John Oliver reveals horrifying way 'sh*ttiest conspiracy theory' on Fox News is changing American minds on Trump investigations
John Oliver (Photo: Screen capture)

During his Sunday episode of "Last Week Tonight," HBO host John Oliver explained that approval for the investigation into President Donald Trump stood at 62 percent in July 2017, but today, that number is 54 percent.

"If that number keeps dropping [Trump] may well feel empowered enough to actually [end the investigation]," Oliver warned. It might all come down to the opinion of the American people, which is easily shifted by the likes of Fox News.

He then revealed three horrifying ways in which the Trump team has managed to move the American public into thinking that special counsel Robert Mueller's investigation needs to end. Noting that Trump and his lawyers have managed to do their own dirty work to undermine Mueller, Oliver called out Fox News for using their airwaves to broadcast the "sh*ttest conspiracy theory ever" to maintain the innocence of Trump.

"And if you're thinking, 'Well, I don't watch Fox News. I tune all of that stuff out,' it's actually important you know what has been happening on it, for reasons that, and I cannot believe I'm saying this, Rudy Giuliani explains best, " Oliver said. "When he was asked why he keeps going around spreading unsubstantiated nonsense, he offered this explanation."

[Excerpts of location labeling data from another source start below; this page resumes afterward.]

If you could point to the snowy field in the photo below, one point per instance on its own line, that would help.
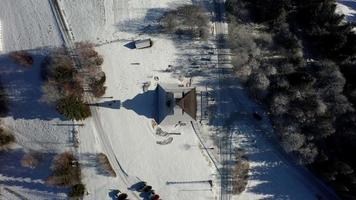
(29, 25)
(121, 126)
(124, 130)
(348, 8)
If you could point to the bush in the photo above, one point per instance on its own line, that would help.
(105, 164)
(73, 108)
(22, 58)
(66, 171)
(77, 190)
(97, 86)
(3, 101)
(240, 173)
(6, 138)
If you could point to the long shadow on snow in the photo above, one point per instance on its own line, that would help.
(23, 87)
(143, 104)
(33, 179)
(350, 5)
(270, 185)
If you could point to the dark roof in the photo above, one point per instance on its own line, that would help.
(189, 103)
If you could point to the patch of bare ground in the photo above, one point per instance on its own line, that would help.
(240, 172)
(22, 57)
(65, 170)
(105, 164)
(31, 160)
(6, 139)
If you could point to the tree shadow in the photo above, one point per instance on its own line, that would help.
(34, 179)
(113, 104)
(143, 104)
(351, 17)
(23, 87)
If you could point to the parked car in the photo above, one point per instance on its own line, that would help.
(122, 196)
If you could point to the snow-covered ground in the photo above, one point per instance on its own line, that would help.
(348, 8)
(123, 129)
(29, 25)
(121, 126)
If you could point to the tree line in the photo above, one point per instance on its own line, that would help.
(300, 61)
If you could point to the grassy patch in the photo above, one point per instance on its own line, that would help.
(66, 171)
(105, 164)
(188, 19)
(22, 57)
(6, 138)
(73, 107)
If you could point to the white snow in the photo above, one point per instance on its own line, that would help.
(28, 25)
(348, 8)
(124, 130)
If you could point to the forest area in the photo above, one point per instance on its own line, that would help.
(298, 57)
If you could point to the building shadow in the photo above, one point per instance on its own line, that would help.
(351, 17)
(113, 104)
(23, 87)
(14, 174)
(143, 104)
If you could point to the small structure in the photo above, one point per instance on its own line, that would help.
(141, 44)
(175, 104)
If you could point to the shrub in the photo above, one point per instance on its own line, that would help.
(3, 101)
(6, 138)
(66, 170)
(105, 164)
(22, 58)
(50, 93)
(30, 160)
(77, 190)
(73, 108)
(240, 172)
(97, 86)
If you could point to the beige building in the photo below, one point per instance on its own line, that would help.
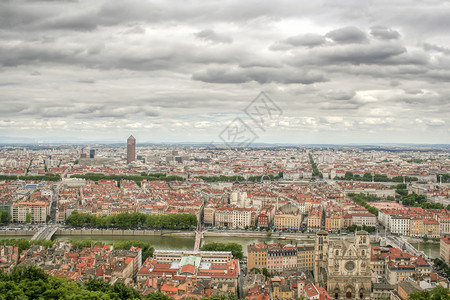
(444, 225)
(287, 221)
(445, 249)
(38, 211)
(343, 267)
(224, 217)
(315, 219)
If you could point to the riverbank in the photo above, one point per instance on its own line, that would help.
(167, 232)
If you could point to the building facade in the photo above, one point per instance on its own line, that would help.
(131, 149)
(343, 267)
(37, 210)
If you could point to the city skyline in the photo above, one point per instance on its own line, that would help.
(343, 73)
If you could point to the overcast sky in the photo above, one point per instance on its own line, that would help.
(181, 71)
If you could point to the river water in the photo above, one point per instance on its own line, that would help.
(184, 243)
(187, 243)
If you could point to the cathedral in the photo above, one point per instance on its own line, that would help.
(343, 267)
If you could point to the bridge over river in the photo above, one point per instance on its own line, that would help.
(45, 233)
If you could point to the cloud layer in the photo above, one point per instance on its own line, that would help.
(340, 72)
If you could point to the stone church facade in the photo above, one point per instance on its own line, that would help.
(343, 267)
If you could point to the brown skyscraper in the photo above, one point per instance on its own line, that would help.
(131, 149)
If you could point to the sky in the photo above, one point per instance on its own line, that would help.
(332, 72)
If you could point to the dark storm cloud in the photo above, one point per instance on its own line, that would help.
(339, 95)
(384, 33)
(306, 40)
(347, 35)
(353, 54)
(213, 37)
(431, 47)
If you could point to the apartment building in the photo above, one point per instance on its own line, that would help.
(287, 221)
(445, 249)
(315, 219)
(305, 257)
(280, 257)
(38, 211)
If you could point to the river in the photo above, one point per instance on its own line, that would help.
(182, 243)
(187, 243)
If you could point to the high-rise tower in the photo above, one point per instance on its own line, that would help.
(131, 149)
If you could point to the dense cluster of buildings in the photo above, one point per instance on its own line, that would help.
(415, 221)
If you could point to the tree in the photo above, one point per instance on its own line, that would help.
(348, 175)
(437, 293)
(28, 218)
(156, 296)
(5, 217)
(235, 248)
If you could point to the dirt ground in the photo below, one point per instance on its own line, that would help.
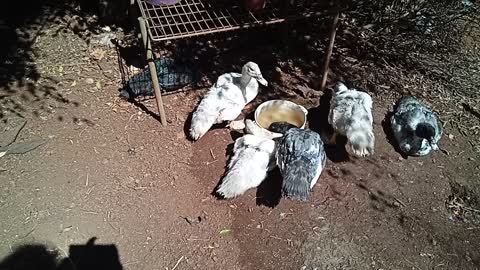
(109, 170)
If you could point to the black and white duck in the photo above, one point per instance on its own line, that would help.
(415, 127)
(300, 156)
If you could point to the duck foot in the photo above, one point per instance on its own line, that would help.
(237, 125)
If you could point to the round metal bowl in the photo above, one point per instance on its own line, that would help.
(289, 112)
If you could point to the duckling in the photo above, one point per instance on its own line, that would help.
(300, 156)
(351, 116)
(252, 159)
(226, 99)
(415, 127)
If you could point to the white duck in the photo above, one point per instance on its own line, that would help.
(351, 116)
(415, 127)
(300, 156)
(226, 99)
(252, 159)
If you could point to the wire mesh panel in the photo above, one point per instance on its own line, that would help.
(196, 17)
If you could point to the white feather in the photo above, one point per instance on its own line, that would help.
(226, 99)
(249, 165)
(351, 116)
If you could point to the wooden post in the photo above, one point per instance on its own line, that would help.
(153, 70)
(328, 53)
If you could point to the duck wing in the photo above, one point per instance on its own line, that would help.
(300, 158)
(248, 167)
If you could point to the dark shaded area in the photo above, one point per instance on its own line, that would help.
(470, 110)
(318, 121)
(81, 257)
(387, 130)
(23, 90)
(269, 193)
(31, 257)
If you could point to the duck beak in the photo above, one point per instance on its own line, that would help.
(261, 80)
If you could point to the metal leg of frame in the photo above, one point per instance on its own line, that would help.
(153, 70)
(328, 53)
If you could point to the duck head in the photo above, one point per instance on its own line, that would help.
(280, 127)
(427, 132)
(252, 70)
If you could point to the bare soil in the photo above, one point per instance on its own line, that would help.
(111, 171)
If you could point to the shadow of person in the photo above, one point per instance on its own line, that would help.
(30, 257)
(91, 257)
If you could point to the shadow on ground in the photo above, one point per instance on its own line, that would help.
(81, 257)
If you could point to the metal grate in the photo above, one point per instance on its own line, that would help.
(197, 17)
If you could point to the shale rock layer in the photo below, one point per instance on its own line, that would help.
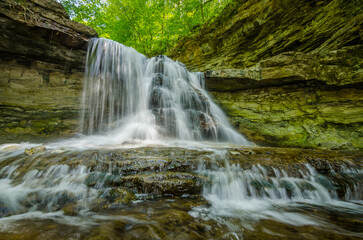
(41, 69)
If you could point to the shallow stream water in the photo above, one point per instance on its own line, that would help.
(156, 158)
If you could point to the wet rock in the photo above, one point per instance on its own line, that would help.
(35, 150)
(41, 70)
(174, 183)
(290, 83)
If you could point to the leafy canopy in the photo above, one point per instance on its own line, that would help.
(150, 26)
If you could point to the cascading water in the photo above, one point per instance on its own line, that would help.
(129, 97)
(132, 97)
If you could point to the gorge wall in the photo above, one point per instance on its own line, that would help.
(42, 56)
(287, 73)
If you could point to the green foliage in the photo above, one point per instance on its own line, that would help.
(150, 26)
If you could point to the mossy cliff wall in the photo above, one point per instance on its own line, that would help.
(287, 73)
(42, 56)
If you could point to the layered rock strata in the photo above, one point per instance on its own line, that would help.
(41, 69)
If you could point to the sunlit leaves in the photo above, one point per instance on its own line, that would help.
(150, 26)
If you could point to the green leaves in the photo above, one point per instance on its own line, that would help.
(150, 26)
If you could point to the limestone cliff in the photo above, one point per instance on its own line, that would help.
(287, 73)
(42, 55)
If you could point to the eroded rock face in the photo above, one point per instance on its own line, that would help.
(287, 73)
(251, 31)
(41, 69)
(296, 99)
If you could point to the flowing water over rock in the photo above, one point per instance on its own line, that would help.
(144, 168)
(133, 97)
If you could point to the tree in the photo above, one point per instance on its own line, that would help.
(150, 26)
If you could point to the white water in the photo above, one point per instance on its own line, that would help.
(157, 101)
(127, 96)
(254, 194)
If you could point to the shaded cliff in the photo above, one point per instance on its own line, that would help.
(287, 73)
(250, 31)
(41, 69)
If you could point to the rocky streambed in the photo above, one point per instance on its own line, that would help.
(159, 192)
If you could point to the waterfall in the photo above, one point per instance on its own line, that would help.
(148, 99)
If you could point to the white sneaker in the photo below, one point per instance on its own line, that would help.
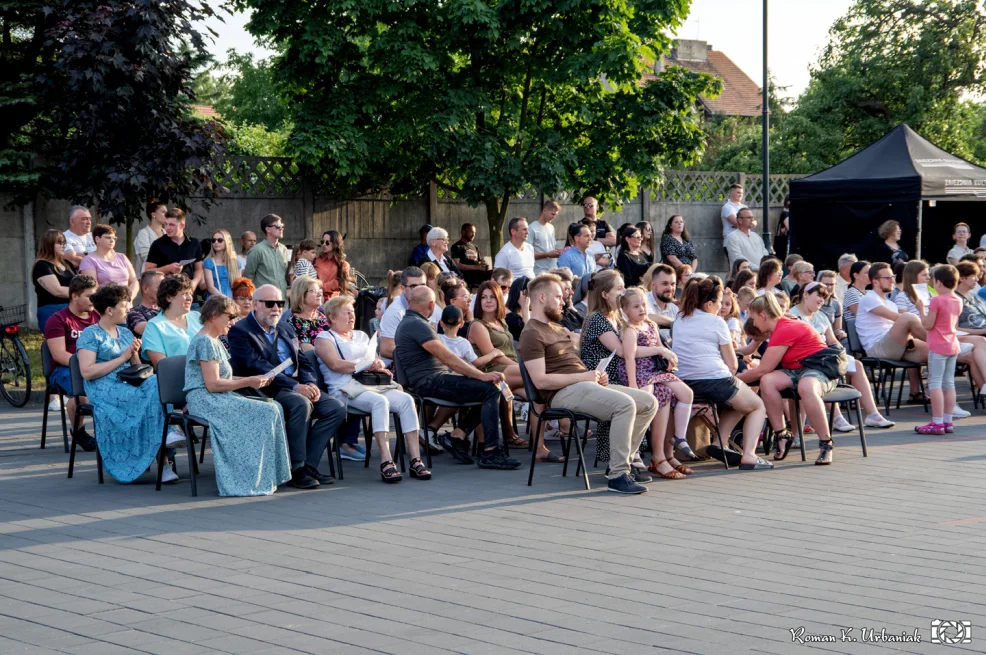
(176, 438)
(880, 422)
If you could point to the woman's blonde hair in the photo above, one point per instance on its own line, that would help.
(767, 305)
(299, 288)
(229, 254)
(601, 283)
(912, 269)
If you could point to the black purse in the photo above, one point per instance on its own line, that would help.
(136, 374)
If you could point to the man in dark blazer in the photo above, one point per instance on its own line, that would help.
(260, 342)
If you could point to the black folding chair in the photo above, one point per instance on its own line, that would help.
(48, 367)
(843, 393)
(365, 419)
(554, 414)
(424, 401)
(171, 391)
(882, 368)
(81, 410)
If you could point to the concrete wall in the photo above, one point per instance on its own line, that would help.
(380, 233)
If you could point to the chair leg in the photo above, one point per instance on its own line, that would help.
(534, 453)
(61, 401)
(44, 420)
(862, 433)
(161, 455)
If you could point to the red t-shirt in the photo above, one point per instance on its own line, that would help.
(64, 323)
(800, 337)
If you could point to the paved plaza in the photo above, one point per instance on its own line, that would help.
(476, 562)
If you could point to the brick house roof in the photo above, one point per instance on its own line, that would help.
(740, 95)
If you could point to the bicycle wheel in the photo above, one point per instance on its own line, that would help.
(15, 372)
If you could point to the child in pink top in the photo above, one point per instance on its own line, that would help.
(941, 322)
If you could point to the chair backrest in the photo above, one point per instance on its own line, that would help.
(314, 361)
(532, 393)
(171, 381)
(854, 344)
(78, 388)
(47, 363)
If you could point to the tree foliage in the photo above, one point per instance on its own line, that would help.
(114, 102)
(484, 98)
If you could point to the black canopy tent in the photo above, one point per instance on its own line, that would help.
(901, 177)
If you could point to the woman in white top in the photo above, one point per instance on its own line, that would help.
(707, 363)
(338, 349)
(808, 308)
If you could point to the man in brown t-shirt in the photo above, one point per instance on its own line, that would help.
(557, 371)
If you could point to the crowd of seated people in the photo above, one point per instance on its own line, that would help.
(606, 322)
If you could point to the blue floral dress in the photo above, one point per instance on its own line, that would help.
(129, 420)
(249, 446)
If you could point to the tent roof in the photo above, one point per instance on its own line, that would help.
(901, 166)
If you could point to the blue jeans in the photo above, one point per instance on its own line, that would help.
(458, 388)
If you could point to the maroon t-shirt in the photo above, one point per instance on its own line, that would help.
(64, 323)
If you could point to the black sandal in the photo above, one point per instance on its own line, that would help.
(389, 473)
(781, 452)
(417, 469)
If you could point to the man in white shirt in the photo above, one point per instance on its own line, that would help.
(844, 279)
(660, 299)
(517, 255)
(883, 332)
(542, 238)
(411, 277)
(744, 243)
(730, 210)
(78, 236)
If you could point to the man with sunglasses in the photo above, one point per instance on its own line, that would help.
(259, 343)
(267, 262)
(411, 278)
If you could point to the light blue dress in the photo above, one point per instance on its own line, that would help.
(163, 336)
(129, 420)
(219, 274)
(249, 446)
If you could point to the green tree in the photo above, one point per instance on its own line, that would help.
(484, 98)
(117, 94)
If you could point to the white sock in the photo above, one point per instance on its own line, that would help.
(682, 414)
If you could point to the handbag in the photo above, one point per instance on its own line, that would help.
(831, 361)
(136, 374)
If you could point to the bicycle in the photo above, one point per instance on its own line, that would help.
(15, 367)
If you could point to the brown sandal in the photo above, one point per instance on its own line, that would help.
(673, 474)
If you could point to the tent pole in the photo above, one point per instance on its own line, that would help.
(920, 212)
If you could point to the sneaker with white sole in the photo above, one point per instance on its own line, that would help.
(176, 438)
(878, 422)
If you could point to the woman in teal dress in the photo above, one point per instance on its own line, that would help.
(249, 446)
(129, 420)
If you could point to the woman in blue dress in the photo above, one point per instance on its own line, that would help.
(129, 419)
(249, 446)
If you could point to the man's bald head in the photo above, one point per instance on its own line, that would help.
(267, 292)
(419, 298)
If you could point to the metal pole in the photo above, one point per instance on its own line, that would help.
(766, 140)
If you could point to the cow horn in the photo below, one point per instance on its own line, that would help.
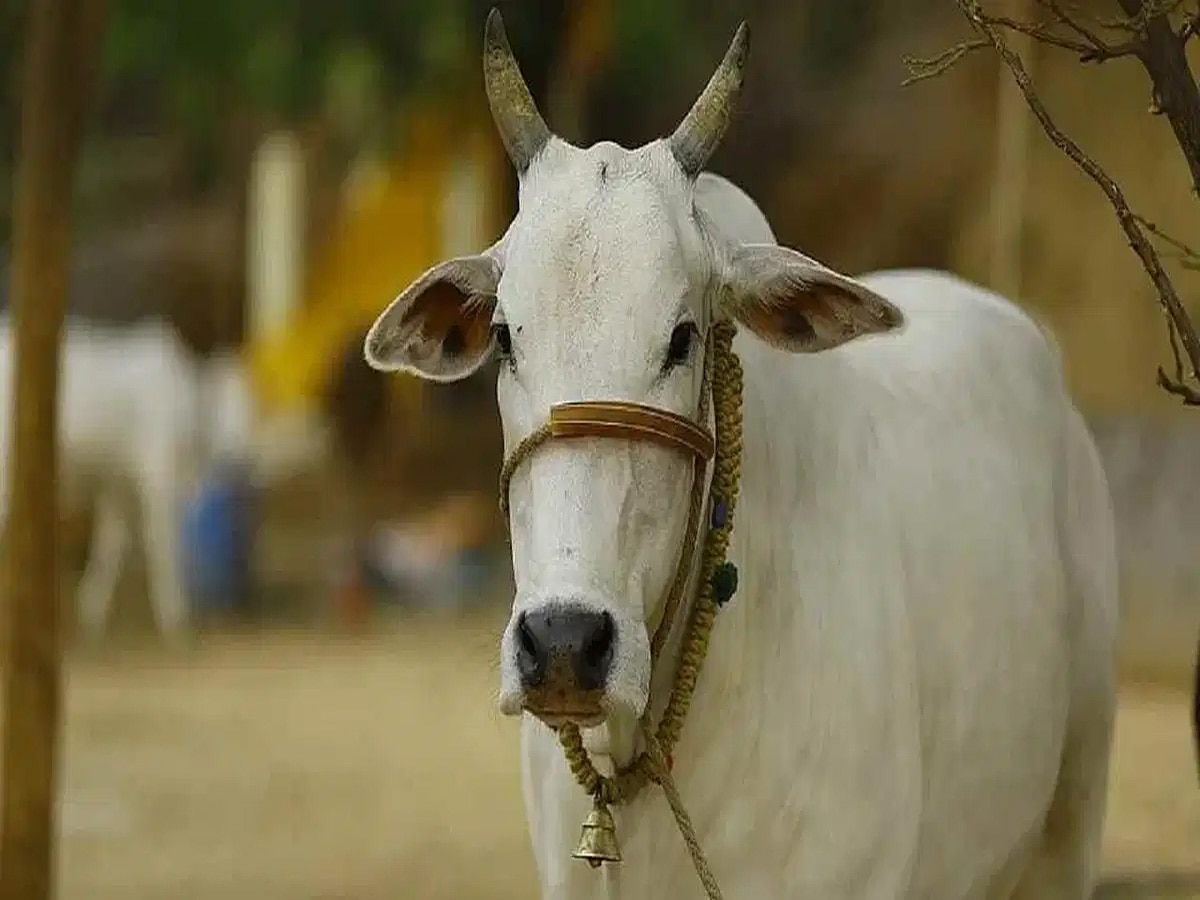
(697, 136)
(521, 126)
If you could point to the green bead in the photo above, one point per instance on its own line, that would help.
(725, 583)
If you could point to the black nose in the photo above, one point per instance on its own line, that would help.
(565, 645)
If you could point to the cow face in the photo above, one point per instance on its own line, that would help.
(604, 287)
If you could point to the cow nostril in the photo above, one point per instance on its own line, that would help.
(525, 636)
(531, 652)
(598, 649)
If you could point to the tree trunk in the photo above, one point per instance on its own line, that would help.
(59, 65)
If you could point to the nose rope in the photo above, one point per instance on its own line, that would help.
(721, 379)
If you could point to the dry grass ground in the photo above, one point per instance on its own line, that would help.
(293, 767)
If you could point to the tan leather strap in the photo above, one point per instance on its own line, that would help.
(630, 421)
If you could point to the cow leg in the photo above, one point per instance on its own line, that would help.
(1065, 863)
(161, 526)
(109, 541)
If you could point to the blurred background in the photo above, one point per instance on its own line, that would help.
(264, 177)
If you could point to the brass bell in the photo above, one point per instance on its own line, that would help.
(598, 839)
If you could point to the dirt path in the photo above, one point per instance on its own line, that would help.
(295, 768)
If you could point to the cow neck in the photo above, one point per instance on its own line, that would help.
(714, 587)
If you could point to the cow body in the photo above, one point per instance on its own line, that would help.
(137, 423)
(913, 690)
(912, 693)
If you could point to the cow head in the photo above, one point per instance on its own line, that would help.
(604, 287)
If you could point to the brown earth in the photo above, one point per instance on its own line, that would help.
(303, 767)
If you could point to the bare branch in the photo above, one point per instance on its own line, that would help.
(1096, 49)
(919, 67)
(1090, 47)
(1174, 88)
(1129, 223)
(1186, 255)
(1177, 385)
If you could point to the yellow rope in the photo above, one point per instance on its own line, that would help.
(723, 379)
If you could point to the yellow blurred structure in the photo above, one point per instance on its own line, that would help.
(439, 198)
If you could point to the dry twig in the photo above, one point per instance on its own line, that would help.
(1174, 88)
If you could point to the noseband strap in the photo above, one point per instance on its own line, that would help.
(631, 421)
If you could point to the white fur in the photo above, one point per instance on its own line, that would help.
(912, 693)
(141, 421)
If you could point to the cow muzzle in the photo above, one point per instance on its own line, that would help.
(563, 657)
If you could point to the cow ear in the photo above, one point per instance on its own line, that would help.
(798, 305)
(439, 327)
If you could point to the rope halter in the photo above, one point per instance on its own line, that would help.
(721, 383)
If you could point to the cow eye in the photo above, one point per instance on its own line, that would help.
(503, 339)
(679, 348)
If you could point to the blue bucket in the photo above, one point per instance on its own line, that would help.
(219, 527)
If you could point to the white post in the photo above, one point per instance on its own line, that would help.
(275, 234)
(463, 205)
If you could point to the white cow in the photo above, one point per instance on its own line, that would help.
(912, 693)
(141, 421)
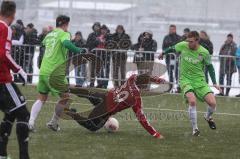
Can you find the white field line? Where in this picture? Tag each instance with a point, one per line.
(171, 110)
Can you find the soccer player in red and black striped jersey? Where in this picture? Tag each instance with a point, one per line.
(12, 102)
(115, 100)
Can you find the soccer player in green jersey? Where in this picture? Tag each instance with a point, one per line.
(57, 44)
(194, 58)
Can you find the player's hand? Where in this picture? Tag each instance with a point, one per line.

He then played a clip of the Trump lawyer saying that everything will ultimately come down to an impeachment vote and that the vote to impeach will really come down to the American people's support for their members of Congress. Thus, when Giuliani goes on television, he's arguing the case to the American public, trying to change public opinion and with it the support for impeachment. The polls show, it's actually working.

Trump is also working to "redefine the investigation on his terms," Oliver said. Fox News uses inaccurate framing to put words in the mouth of the special counsel.

The HBO host showed several clips in which Fox personalities keep asking for evidence of collusion, saying that if Mueller can't find it, no one is guilty. The reality is 20 people have been indicted thus far under the Russia investigation, and splinter investigations have been discovered in the process.

The investigation also isn't actually about collusion, rather it's about whether a person or the campaign conspired with the Russian government to infiltrate the 2016 election. The Trump allies maintain there is "zero evidence" to confirm anything. The reality, however, is that no one has any idea what has been found under the secret grand jury. In many cases, Mueller's office has managed to keep things secret for months, until public court documents are filed and reported.

"So, saying the investigation has to shut down if there's no collusion is like saying a game of Scrabble has to end because you fit all of the letters in your mouth," Oliver said.

Second, Sean Hannity is particularly good at using "whataboutism," the tactic of simply throwing out names and unsubstantiated or irrelevant allegations and asking "what about them?" Hannity uses it frequently when talking about Hillary Clinton, asking "what about" her, because she met with a Russian person at some point in her career. In Hannity world this means that Clinton clearly conspired with Russia to get dirt on herself and hand it to her opponents to beat her in her own campaign.

Finally, Oliver explained the campaign for Trump's innocence is "building a counter-narrative" to delegitimize the investigation by building a conspiracy that the investigation is all part of the "deep state."

The most recent casualty of the Trump counter-narrative was Trey Gowdy, who took Trump's conspiracy theory on "Spygate" and explained that the FBI is tasked with investigating possible criminal activity. When they do that, it isn't called spying. Defending the FBI, however, earned Gowdy a ticket straight to the ban list of Fox Business host Lou Dobbs.

"Here's someone who is no stranger to digging up dirt on Hillary and even he says this is nonsense," Oliver said of Gowdy. "The headline 'FBI Investigates Crime' is like the headline 'Dominoes Delivers Pizza' or 'Harley-Davidson Sells Mid-Life Crisis Mobile To Local Dad.'"

Oliver explained that is part of the problem, where anyone who questions a conspiracy theory is obviously then part of it.